Com a estrutura de ponderação obtida a partir das Contas Nacionais e utilizando as variações dos subitens do IPCA, os pesquisadores estimaram o IPC-CN. Analisando a taxa acumulada a partir de março, eles observaram que o índice registrava inflação cada vez maior conforme as medidas de isolamento avançavam. Até abril, ambos os indicadores tiveram deflação de 0,24%. Até maio, a queda do IPCA era de 0,62%, contra retração de 0,56% do IPC-CN. Até junho, o IPCA recuou 0,36%, e o IPC-CN, 0,10%. Houve queda em ambos os índices, sobretudo, pelo recuo nos combustíveis, mas o peso da alimentação foi deixando o IPC-CN cada vez menos negativo, explica Braz. O auge da diferença foi no acumulado até julho, quando o IPCA não variou, mas o IPC-CN subiu 0,26%.

“À medida que agosto chega e há um afrouxamento das restrições, o peso de alguns segmentos da alimentação reduz. Dos 17 itens considerados, 11 perderam peso em relação a julho. Então, mesmo que a alimentação continuasse a subir, isso compensou”, diz Braz. Em agosto, o IPC-CN caiu 0,21%, enquanto o IPCA subiu 0,24%. A queda em preços de serviços importantes para o orçamento familiar construído a partir das Contas Nacionais também ajudou. O grupo educação, leitura e recreação, por exemplo, recuou 3,56%.

“O que vimos é que mesmo a inflação dos alimentos tendo subido, mesmo ganhando peso no orçamento, não foi suficiente por causa da reação contrária em outras despesas”, diz Braz. “Com a flexibilização do isolamento, a ponderação do IPCA começou a prevalecer e mostrar uma volta à normalidade, o que é importante porque isso também tem gerado dúvidas: o que vai ficar de permanente? Tudo será transitório? Muitas empresas podem manter o ‘home office’ e isso pode afetar, por exemplo, a refeição fora do domicílio e o uso de transporte público”, observa o economista.
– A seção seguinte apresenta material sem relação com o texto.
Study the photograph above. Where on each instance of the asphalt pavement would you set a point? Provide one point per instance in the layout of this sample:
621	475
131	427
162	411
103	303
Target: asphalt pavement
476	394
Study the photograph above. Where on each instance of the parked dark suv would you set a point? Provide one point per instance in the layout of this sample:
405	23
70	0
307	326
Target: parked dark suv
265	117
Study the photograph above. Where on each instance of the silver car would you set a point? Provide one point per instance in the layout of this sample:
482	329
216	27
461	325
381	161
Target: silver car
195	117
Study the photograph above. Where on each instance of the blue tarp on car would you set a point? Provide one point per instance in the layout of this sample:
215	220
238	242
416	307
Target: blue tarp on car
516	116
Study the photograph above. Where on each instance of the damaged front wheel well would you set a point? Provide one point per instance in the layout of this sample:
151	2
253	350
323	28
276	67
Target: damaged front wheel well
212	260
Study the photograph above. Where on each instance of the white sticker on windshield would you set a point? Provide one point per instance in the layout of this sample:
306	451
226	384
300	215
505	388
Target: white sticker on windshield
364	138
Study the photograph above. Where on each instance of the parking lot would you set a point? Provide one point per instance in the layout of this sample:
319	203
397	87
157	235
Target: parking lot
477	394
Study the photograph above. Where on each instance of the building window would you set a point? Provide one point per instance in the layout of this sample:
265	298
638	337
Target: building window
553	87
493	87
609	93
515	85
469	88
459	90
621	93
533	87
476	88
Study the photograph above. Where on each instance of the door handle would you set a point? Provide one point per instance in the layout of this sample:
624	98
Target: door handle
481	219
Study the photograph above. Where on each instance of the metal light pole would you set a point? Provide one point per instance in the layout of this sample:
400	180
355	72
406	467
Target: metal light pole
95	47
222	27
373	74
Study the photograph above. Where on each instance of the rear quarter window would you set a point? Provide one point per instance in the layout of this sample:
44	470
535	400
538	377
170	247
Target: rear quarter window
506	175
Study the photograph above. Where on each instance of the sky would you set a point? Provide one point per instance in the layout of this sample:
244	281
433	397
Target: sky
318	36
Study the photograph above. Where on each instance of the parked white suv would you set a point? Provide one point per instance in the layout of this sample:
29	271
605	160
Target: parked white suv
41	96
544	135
Por isso, Braz diz que, a partir de 2022, quando o “saldo” das mudanças da pandemia estiver mais claro, seria importante atualizar a POF. A equipe do Ibre reforça que a qualidade de uma estatística está na coerência temporal e, por isso, modificar os pesos do IPCA a cada instabilidade seria ruim. Mas indicadores alternativos como o IPC-CN podem ajudar na análise de políticas públicas e econômicas.
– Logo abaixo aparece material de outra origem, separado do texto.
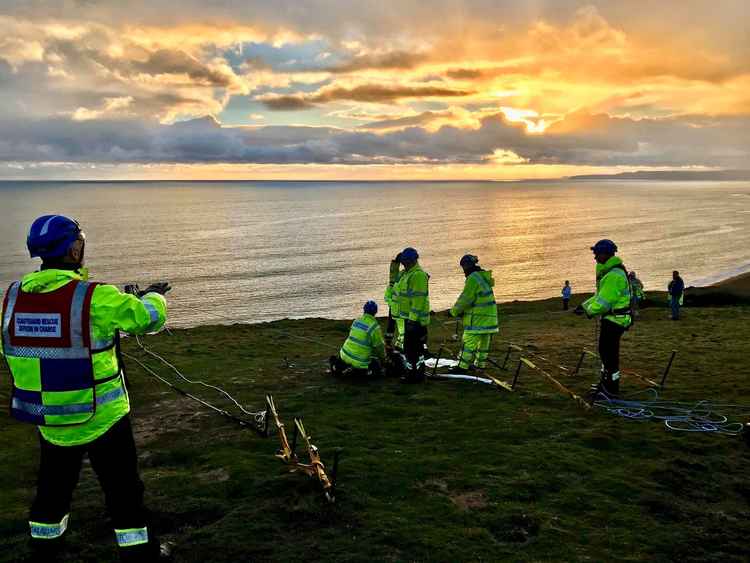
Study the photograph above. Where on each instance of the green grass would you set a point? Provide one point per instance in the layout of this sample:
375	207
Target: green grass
445	471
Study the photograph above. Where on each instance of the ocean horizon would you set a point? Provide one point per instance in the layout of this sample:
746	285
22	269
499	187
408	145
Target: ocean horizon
255	251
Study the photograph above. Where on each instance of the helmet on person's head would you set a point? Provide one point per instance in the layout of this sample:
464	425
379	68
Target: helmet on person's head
409	254
468	260
51	236
604	246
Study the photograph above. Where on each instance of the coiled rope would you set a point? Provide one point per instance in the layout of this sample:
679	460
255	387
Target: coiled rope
701	416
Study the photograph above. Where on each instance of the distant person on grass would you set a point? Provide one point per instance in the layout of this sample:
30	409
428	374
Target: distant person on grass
611	302
477	305
636	288
395	322
566	293
363	352
676	288
61	343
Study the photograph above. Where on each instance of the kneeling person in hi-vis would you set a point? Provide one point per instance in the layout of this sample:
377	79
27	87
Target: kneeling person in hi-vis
363	352
477	304
61	342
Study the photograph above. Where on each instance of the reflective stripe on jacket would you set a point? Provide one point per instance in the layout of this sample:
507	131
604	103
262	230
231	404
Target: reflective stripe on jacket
391	292
365	341
612	298
110	311
414	295
477	303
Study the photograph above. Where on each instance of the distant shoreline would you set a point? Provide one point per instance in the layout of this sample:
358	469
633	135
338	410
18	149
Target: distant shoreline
624	177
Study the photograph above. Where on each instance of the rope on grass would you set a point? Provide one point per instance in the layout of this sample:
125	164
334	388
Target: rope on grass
258	417
701	416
Com preços aos produtores acelerando em grandes commodities agrícolas e a depreciação cambial presente, a expectativa é que a cadeia de produtos derivados volte a pressionar os preços aos consumidores no último trimestre do ano, o que já foi captado pelo IPCA e o IPC/FGV em setembro, diz o Ibre. Assim, é possível que o IPC-CN suba mais do que o IPCA nos últimos meses de 2020, e ambos os índices poderão encerrar acima de 2,9%.
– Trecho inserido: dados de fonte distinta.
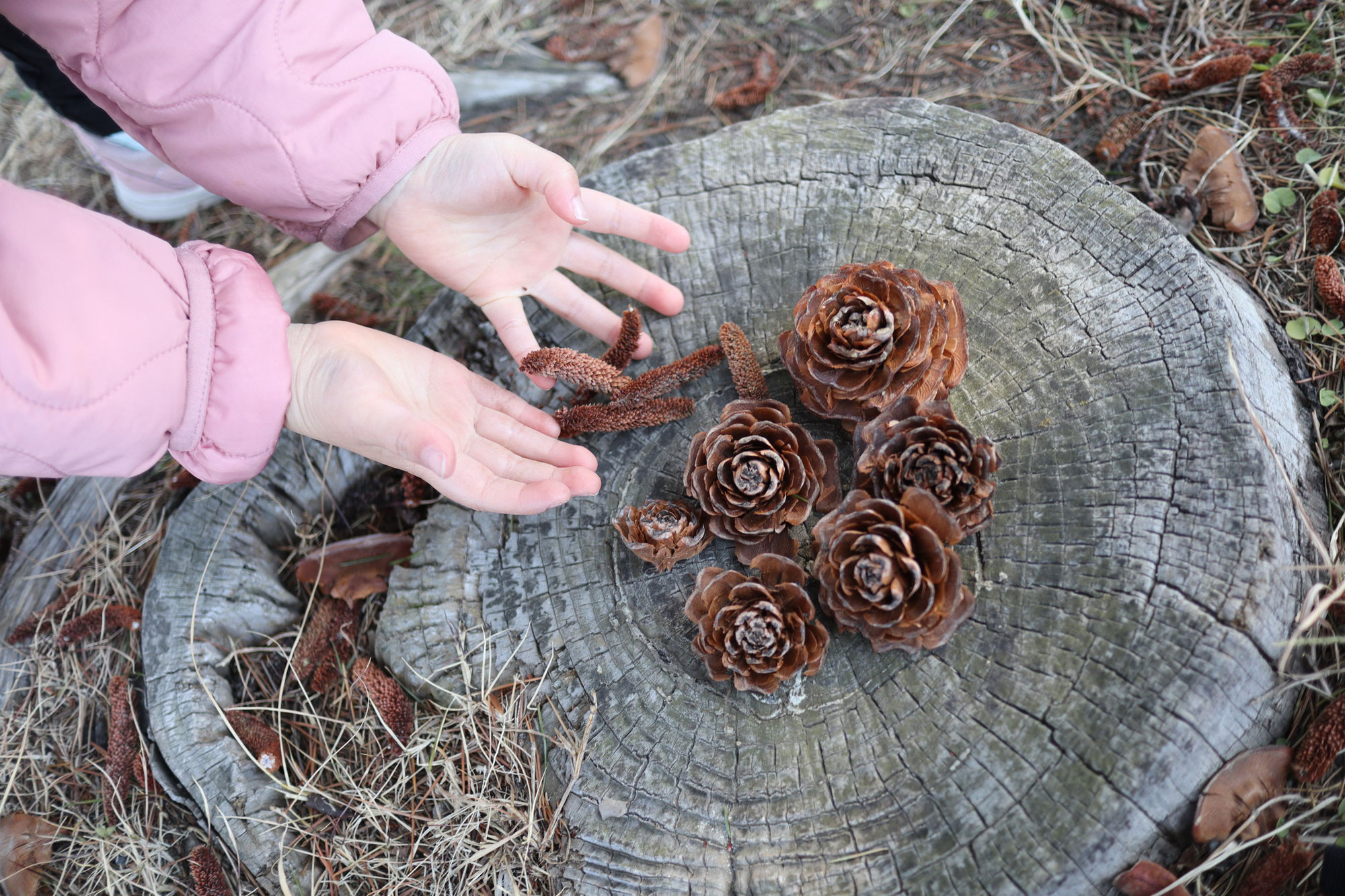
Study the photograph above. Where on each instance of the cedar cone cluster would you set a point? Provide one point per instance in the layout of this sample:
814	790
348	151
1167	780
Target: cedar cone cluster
876	346
888	572
867	335
664	532
914	446
758	473
757	631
“Estamos ansiosos para ter os números de setembro e outubro para ver, com a pressão mais recente de alimentos, qual será o destino dos índices. As escolas estão tendendo a voltar, então os descontos vão sumir; a passagem aérea começa a retornar também. Mas a variável que a gente não controla é o peso que vai aparecer nas Contas Nacionais. Não temos dúvidas de que os preços dos alimentos vão subir, mas e as quantidades? Acho que o IPC-CN vai rivalizar bem com o IPCA, mostrando normalização e apontando tendência similar”, afirma Braz. O estudo pondera que os resultados do IPC-CN são preliminares, já que as Contas Nacionais são revisadas trimestralmente e a cada ano seguinte.